When I call cudaSetDevice( 0 ) for example my OS reports my process has 100GB+ of virtual memory reserved! That seems like a lot and since I’m using multiple devices it tends to go up to 200 or 300 GB of memory. I’ve never seen it actually page that into the physical memory space but it is frightening that some worst case scenario could invoke that without me knowing about it. Has anyone seen this or know a reason why this would happen?
#include <iostream>
#include "cuda_runtime_api.h"
int main( int argc, char* argv[] )
{
cudaSetDevice( 0 );
std::cout << "Break here and check the OS reported memory usage" << std::endl;
}
Before cudaSetDevice I have in the neighborhood of 300 Megs allocated, after the cudaSetDevice I have 107 GB reported.
This is outside my area of expertise, but as far as I am aware in order to create a unified virtual address space across all CPUs and all GPUs in the system the driver needs to reserve enough virtual memory to map all of the host’s system memory plus the memory of all attached GPUs.

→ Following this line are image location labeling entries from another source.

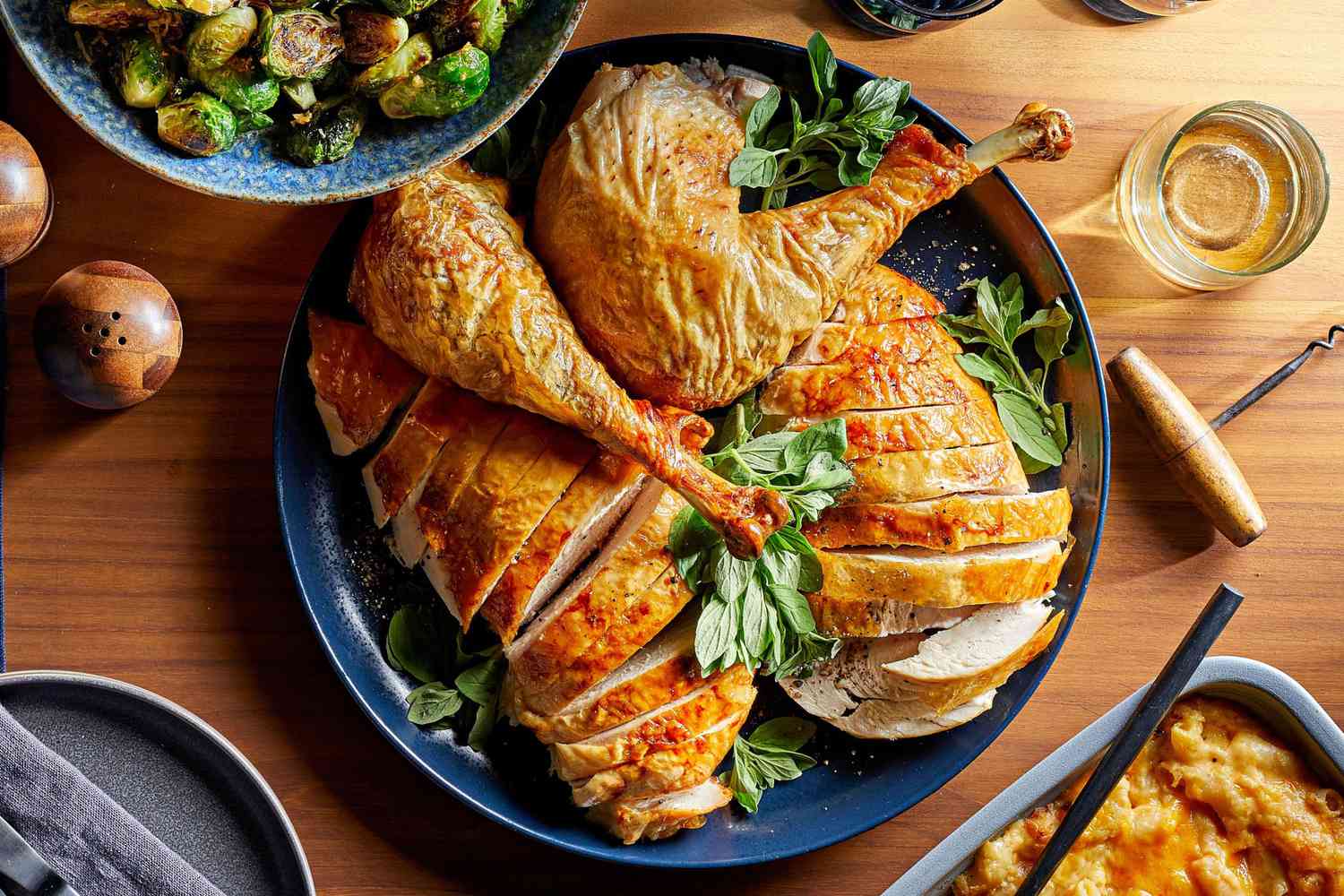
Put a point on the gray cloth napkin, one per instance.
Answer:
(81, 831)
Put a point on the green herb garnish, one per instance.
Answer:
(1037, 427)
(835, 147)
(766, 758)
(426, 643)
(753, 611)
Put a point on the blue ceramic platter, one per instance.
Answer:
(349, 584)
(389, 153)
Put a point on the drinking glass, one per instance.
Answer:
(1295, 195)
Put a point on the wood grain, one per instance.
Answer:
(144, 544)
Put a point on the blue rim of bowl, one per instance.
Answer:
(139, 160)
(59, 676)
(632, 855)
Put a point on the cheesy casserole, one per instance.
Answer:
(1214, 806)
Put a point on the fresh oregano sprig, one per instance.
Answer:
(426, 643)
(836, 147)
(771, 755)
(754, 611)
(1037, 426)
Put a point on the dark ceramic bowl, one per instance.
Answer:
(389, 152)
(349, 583)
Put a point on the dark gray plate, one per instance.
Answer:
(172, 771)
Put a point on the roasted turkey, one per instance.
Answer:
(443, 277)
(685, 300)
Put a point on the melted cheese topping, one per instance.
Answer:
(1214, 806)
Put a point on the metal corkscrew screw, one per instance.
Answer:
(1187, 444)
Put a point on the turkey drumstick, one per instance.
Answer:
(443, 277)
(685, 298)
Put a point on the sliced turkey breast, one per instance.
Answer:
(661, 815)
(453, 469)
(402, 465)
(597, 598)
(914, 429)
(951, 522)
(677, 767)
(685, 719)
(820, 390)
(859, 584)
(494, 516)
(659, 673)
(580, 521)
(359, 382)
(882, 296)
(906, 340)
(918, 476)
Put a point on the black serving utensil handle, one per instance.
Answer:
(1131, 740)
(24, 871)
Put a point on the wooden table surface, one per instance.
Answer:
(144, 544)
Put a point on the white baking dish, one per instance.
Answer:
(1269, 694)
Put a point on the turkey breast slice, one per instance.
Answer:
(857, 584)
(659, 673)
(882, 296)
(913, 429)
(358, 381)
(905, 340)
(951, 522)
(456, 465)
(820, 390)
(494, 516)
(593, 602)
(402, 465)
(578, 522)
(917, 476)
(677, 767)
(661, 815)
(685, 719)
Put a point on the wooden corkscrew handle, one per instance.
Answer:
(1188, 446)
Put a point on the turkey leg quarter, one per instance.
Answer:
(685, 298)
(441, 276)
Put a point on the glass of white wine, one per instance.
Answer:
(1145, 10)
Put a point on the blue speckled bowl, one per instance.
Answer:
(389, 153)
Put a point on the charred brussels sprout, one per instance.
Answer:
(199, 125)
(443, 88)
(242, 83)
(414, 56)
(330, 136)
(371, 37)
(113, 15)
(214, 40)
(142, 72)
(484, 24)
(298, 43)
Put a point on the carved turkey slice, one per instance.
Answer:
(359, 382)
(663, 815)
(951, 522)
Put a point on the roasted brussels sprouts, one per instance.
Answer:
(330, 136)
(515, 10)
(242, 83)
(300, 91)
(214, 40)
(484, 24)
(199, 7)
(199, 125)
(414, 54)
(371, 37)
(140, 69)
(443, 88)
(298, 43)
(113, 15)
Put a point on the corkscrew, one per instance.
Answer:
(1185, 443)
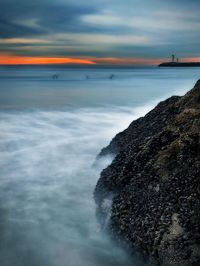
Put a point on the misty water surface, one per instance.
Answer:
(51, 132)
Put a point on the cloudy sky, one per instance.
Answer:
(98, 31)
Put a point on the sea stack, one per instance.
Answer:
(153, 183)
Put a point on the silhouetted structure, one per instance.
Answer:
(55, 76)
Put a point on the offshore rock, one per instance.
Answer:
(153, 183)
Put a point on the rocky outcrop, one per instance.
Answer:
(153, 184)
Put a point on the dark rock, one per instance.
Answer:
(154, 183)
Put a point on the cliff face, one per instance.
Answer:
(153, 183)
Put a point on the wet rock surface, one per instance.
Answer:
(154, 183)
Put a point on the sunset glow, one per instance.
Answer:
(24, 60)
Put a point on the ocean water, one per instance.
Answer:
(51, 132)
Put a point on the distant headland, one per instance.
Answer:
(176, 63)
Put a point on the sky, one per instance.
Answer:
(98, 31)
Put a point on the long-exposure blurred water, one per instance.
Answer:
(51, 132)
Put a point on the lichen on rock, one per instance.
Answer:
(154, 181)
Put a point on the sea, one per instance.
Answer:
(53, 123)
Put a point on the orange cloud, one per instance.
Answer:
(28, 60)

That never even crossed my mind! That’s a great thought. I wonder, is there a way to turn that “off”? I know it hasn’t been around forever in CUDA so maybe there’s a knob somewhere that I can find. I guess its time to do some documentation spelunking.
I don’t know of a way to turn this off, nor do I think this would make much sense. UVA was the first step in creating a seamless heterogeneous computing platform, and has been around for at least 3.5 years:
You’re right of course, I rely on the UVA to allow P2P transfers I believe so turning it off would make no sense for me anyway.
As far as why it matters, I the GPU developer, understand that it probably doesn’t matter, my customer on the other hand only sees a massive amount of memory being allocated and fears the worst case scenario that somehow the OS tries to bring that into physical memory which then causes thrashing with the swap and loss of timeline wrt computing. I think the best course of action is customer education.
I agree that customer education is probably the best course of action here. BTW, sorry for copy/pasting the wrong link into my previous response, creating a circular reference. I have fixed the link which now points to a thread about the large virtual allocation that includes a response from a relevant NVIDIA engineer shortly after UVA was first deployed.